Identity politics refers to the phenomenon of people identifying themselves with particular political positions and viewing everything in terms of those positions, as for or against those positions. Identity politics can be corrosive. For example, when citizens of a country see themselves as belonging to particular states, castes or religions rather than as belonging to their country, such identity politics corrodes that country’s fabric.

This corrosive effect of identity politics can spread even to spiritual texts. In modern India, which is haunted by the specter of the discriminatory caste system, some people from the lower castes deride the Bhagavad-gita as a tool devised by the brahmanas to dominate society.

Actually however, the Bhagavad-gita is a timeless wisdom-text for helping all people to realize their essential identity as souls, thereby transcending their affiliation to any particular social group. And even when it discusses the division of labor in society that has distorted into the caste system, it stresses (04.13) that such division should be based on qualities and activities or, in today’s parlance, on attitudes and aptitudes. With extraordinary inclusiveness, the Gita (18.45) declares that everyone can attain perfection by doing their own duties, thus implying that spirituality is not any particular social group’s monopoly.

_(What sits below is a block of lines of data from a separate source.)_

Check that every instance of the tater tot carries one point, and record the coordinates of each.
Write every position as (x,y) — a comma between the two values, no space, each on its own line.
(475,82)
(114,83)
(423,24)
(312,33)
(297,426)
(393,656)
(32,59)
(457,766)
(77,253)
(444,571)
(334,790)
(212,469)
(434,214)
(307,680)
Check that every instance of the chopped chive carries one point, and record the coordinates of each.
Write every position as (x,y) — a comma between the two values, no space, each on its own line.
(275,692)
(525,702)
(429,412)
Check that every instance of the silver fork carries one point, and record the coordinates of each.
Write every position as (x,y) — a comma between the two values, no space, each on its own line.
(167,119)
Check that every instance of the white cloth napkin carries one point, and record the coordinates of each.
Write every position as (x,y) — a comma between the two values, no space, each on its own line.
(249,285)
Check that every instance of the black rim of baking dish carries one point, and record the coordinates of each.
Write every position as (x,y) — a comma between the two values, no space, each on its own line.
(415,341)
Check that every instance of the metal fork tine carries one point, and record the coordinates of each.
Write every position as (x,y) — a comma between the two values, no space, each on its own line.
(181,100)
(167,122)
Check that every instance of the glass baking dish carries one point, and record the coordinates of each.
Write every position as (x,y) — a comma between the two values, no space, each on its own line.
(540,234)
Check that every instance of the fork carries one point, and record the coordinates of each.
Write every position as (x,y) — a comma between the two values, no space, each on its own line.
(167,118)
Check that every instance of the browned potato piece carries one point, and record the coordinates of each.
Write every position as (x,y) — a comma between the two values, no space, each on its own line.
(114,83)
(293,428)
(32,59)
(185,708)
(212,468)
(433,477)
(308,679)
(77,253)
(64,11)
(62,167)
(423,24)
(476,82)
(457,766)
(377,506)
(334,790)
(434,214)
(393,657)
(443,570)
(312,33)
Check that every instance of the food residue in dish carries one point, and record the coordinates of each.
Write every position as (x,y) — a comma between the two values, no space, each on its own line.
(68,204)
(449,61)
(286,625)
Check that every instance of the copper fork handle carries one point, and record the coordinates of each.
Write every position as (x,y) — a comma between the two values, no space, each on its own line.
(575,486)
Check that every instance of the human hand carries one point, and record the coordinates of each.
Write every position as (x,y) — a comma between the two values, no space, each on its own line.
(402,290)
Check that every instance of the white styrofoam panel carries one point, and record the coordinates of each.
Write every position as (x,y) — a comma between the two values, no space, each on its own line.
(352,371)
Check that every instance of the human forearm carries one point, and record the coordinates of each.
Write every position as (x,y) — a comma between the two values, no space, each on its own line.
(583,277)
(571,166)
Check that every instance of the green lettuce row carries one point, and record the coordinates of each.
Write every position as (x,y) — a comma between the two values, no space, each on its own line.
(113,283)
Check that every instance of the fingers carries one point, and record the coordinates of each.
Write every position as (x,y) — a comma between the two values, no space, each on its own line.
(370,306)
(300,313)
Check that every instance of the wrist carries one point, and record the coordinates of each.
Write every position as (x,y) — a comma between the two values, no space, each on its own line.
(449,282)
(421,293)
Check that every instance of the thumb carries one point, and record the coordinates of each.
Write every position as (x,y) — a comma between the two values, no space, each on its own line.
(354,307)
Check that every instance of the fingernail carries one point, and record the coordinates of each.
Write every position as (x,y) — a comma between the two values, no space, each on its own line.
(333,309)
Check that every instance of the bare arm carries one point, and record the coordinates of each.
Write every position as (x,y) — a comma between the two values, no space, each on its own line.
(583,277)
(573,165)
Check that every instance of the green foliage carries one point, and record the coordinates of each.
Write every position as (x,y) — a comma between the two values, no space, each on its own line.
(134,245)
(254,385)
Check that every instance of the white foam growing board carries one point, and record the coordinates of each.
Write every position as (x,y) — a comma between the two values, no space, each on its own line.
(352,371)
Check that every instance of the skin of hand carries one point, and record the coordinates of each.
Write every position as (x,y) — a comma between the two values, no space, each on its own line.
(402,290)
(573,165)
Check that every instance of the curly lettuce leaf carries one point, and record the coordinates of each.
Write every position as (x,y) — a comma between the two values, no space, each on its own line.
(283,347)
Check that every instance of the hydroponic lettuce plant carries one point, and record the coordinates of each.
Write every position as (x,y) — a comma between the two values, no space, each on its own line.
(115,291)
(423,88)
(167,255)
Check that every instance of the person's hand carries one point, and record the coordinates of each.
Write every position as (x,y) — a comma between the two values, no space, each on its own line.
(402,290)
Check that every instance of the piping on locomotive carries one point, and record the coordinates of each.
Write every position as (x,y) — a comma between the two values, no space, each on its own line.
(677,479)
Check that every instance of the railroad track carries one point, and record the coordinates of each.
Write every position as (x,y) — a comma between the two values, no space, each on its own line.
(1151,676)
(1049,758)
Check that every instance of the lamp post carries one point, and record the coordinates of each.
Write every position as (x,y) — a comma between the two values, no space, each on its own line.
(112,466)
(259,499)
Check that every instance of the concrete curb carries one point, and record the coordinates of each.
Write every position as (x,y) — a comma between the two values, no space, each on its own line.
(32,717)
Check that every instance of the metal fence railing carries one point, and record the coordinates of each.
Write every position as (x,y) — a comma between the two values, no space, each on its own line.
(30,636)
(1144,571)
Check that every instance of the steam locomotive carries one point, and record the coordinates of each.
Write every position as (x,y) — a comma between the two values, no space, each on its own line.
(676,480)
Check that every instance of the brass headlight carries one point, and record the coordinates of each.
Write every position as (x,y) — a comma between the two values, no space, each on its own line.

Over the centuries, the Gita’s social division degenerated into the discriminatory caste system because people neglected the Gita. If they had followed it, they would have been both engaged and elevated: engaged materially in vocations compatible with their natures, and elevated spiritually towards higher happiness.

If people open their minds to the Gita and associate with those living the Gita, they will see through the blinders that identity politics has placed on them. Then, they will appreciate the Gita’s non-sectarian gift for all of humanity: the knowledge and the process to realize and relish our spiritual identity.